Aborrecido pela forma como o processo está a ser conduzido, Geovane Victor defendeu que “todos os moradores deviam ser alojados num único local”.
Os moradores estão a criar uma nova comissão para dialogar com o Ministério do Ordenamento do Território e Habitação, colocando fim ao trabalho da anterior que, segundo eles, negociava para benefício próprio e dos seus familiares.
Geovane Victor referiu que, nesta altura, o grupo de moradores insatisfeitos já constituiu um advogado, que vai ajudar nas negociações com o Ministério do Ordenamento do Território e Habitação.
Os moradores garantem que “na lista há nomes de pessoas estranhas, que não residem no prédio”. />“Presumimos que haja algum esquema, mas vamos lutar até ao fim, até que reconheçam a legitimidade da nossa contestação”, afirmou Geovane Victor, que disse esperar por novas negociações com o Governo sem mais a presença da anterior comissão.
Há 11 anos a viver no prédio, Adérito Fernandes disse que a palavra “realojamento” é ouvida há mais de 20 anos e que “a actual comissão de moradores nunca foi eleita”.
O morador lembrou que o edifício não é do Estado, mas da SICCAL, que nunca enviou um interlocutor para dialogar com os moradores.
“O edifício não mexe e nunca apresentou sinais de desabamento”, salientou Adérito Fernandes.
Adérito Fernandes afirmou que “a selecção de 50 das 250 famílias abrangidas no processo de realojamento para a centralidade do Cazenga” demonstra haver exclusão:
As reuniões anteriores com o Ministério do Ordenamento do Território e Habitação, de acordo com Adérito Fernandes, nunca abordaram a possibilidade de alguns ficarem alojados na centralidade do Cazenga e outros no Quilómetro 44.
Inicialmente, conta, foram mencionadas as centralidades  Zango Zero, Oito mil e Quilómetro 44, mas a última das quais foi recusada pelos moradores, devido à distância e à falta de condições.
“Na altura, o Ministério do Ordenamento do Território e Habitação alegou que as casas do Zango só estariam prontas dentro de oito meses e nós dissemos que poderíamos esperar”, frisou Adérito Fernandes.
Já Giresse Luvaca, há mais de trinta anos no prédio, admitiu que a lista, apresentada pelo Ministério, tenha sido produzida em conjunto com a comissão de moradores, que privilegiou alguns em detrimento da maioria.
Os moradores informaram que nunca lhes foi apresentada uma data para o desalojamento, mas ouviram pela comunicação social que pode vir a acontecer em Maio.
“Não é verdade que os moradores não querem sair.

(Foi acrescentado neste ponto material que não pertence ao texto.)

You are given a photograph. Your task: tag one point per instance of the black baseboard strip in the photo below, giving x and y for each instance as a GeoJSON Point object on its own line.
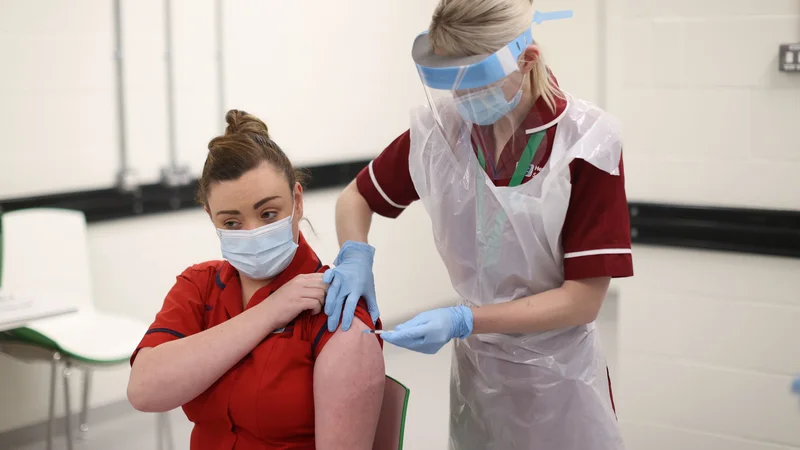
{"type": "Point", "coordinates": [108, 204]}
{"type": "Point", "coordinates": [765, 232]}
{"type": "Point", "coordinates": [757, 231]}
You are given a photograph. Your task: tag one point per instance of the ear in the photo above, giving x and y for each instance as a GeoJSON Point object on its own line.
{"type": "Point", "coordinates": [298, 200]}
{"type": "Point", "coordinates": [528, 58]}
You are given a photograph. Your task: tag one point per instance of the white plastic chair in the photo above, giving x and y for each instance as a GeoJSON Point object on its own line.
{"type": "Point", "coordinates": [45, 253]}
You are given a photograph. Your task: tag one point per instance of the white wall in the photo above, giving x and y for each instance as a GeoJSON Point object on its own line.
{"type": "Point", "coordinates": [708, 118]}
{"type": "Point", "coordinates": [707, 342]}
{"type": "Point", "coordinates": [135, 262]}
{"type": "Point", "coordinates": [707, 349]}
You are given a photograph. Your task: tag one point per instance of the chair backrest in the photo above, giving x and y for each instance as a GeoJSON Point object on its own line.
{"type": "Point", "coordinates": [45, 250]}
{"type": "Point", "coordinates": [392, 421]}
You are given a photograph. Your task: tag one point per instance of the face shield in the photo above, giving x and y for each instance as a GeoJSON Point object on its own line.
{"type": "Point", "coordinates": [468, 95]}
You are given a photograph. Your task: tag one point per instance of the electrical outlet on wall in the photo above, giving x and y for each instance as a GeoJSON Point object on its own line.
{"type": "Point", "coordinates": [789, 58]}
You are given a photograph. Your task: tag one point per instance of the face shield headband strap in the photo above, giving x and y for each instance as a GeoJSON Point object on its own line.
{"type": "Point", "coordinates": [451, 73]}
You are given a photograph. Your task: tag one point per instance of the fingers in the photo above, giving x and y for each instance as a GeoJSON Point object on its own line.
{"type": "Point", "coordinates": [310, 304]}
{"type": "Point", "coordinates": [328, 276]}
{"type": "Point", "coordinates": [333, 306]}
{"type": "Point", "coordinates": [333, 296]}
{"type": "Point", "coordinates": [349, 311]}
{"type": "Point", "coordinates": [401, 340]}
{"type": "Point", "coordinates": [372, 305]}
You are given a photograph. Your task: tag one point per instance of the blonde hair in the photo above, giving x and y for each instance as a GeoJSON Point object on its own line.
{"type": "Point", "coordinates": [474, 27]}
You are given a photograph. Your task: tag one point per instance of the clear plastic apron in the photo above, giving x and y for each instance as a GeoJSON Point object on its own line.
{"type": "Point", "coordinates": [545, 391]}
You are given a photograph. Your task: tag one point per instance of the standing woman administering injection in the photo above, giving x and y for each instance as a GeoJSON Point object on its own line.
{"type": "Point", "coordinates": [524, 186]}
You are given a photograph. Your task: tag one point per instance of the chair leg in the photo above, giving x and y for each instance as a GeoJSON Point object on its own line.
{"type": "Point", "coordinates": [87, 384]}
{"type": "Point", "coordinates": [67, 408]}
{"type": "Point", "coordinates": [164, 432]}
{"type": "Point", "coordinates": [168, 429]}
{"type": "Point", "coordinates": [51, 418]}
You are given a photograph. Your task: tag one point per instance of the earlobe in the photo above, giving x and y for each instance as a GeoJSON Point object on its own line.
{"type": "Point", "coordinates": [529, 58]}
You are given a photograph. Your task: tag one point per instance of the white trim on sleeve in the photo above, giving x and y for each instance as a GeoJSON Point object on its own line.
{"type": "Point", "coordinates": [380, 191]}
{"type": "Point", "coordinates": [602, 251]}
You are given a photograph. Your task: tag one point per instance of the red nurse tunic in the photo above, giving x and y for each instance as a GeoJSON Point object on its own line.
{"type": "Point", "coordinates": [266, 400]}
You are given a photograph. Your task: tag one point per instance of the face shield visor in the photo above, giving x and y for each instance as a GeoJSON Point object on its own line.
{"type": "Point", "coordinates": [468, 95]}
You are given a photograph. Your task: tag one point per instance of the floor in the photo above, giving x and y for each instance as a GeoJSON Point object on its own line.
{"type": "Point", "coordinates": [426, 376]}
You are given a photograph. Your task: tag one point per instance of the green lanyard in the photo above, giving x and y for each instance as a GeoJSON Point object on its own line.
{"type": "Point", "coordinates": [524, 161]}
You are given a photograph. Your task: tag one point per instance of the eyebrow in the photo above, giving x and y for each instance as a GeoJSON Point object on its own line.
{"type": "Point", "coordinates": [257, 205]}
{"type": "Point", "coordinates": [265, 200]}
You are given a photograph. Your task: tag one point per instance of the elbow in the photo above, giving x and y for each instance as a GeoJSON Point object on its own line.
{"type": "Point", "coordinates": [588, 314]}
{"type": "Point", "coordinates": [142, 397]}
{"type": "Point", "coordinates": [138, 398]}
{"type": "Point", "coordinates": [586, 298]}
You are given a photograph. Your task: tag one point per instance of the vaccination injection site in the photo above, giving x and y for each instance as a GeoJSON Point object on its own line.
{"type": "Point", "coordinates": [400, 225]}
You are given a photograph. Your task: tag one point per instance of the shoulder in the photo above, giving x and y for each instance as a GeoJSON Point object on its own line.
{"type": "Point", "coordinates": [203, 274]}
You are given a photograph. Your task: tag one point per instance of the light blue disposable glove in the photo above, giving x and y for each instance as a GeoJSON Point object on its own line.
{"type": "Point", "coordinates": [429, 331]}
{"type": "Point", "coordinates": [350, 280]}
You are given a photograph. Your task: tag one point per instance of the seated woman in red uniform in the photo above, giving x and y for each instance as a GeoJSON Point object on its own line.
{"type": "Point", "coordinates": [240, 344]}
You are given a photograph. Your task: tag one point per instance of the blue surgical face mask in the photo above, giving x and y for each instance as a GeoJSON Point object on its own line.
{"type": "Point", "coordinates": [261, 253]}
{"type": "Point", "coordinates": [487, 106]}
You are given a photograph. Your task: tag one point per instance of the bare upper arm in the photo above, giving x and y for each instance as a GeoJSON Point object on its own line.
{"type": "Point", "coordinates": [590, 293]}
{"type": "Point", "coordinates": [348, 390]}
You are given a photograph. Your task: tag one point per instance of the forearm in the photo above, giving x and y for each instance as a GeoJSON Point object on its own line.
{"type": "Point", "coordinates": [574, 303]}
{"type": "Point", "coordinates": [348, 390]}
{"type": "Point", "coordinates": [174, 373]}
{"type": "Point", "coordinates": [353, 216]}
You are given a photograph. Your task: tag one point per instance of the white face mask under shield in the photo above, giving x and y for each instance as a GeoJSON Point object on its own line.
{"type": "Point", "coordinates": [261, 253]}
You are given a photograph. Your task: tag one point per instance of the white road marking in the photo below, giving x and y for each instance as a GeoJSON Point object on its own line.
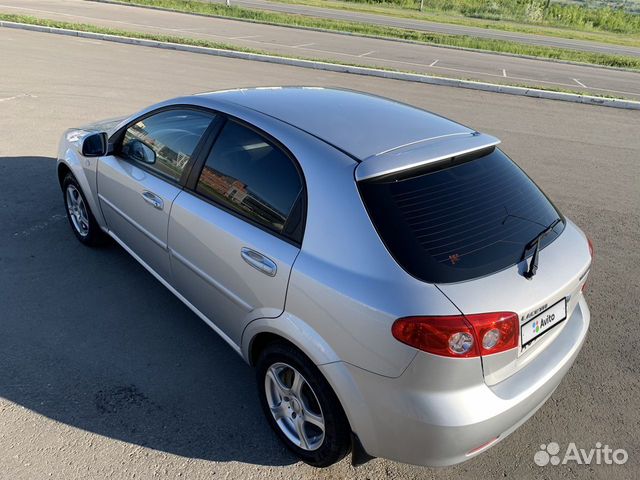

O que acontece é a falta de transparência, além das dificuldades que os moradores vão ter no Quilómetro 44”, disse Giresse Luvaca.
O morador Yuri Manuel declarou que estão conscientes dos problemas do edifício, que não podem ser mencionadas como a razão para os moradores serem transferidos para uma área distante da cidade de Luanda, prevendo que os  que não têm  carro próprio venham a desistir de estudar e trabalhar.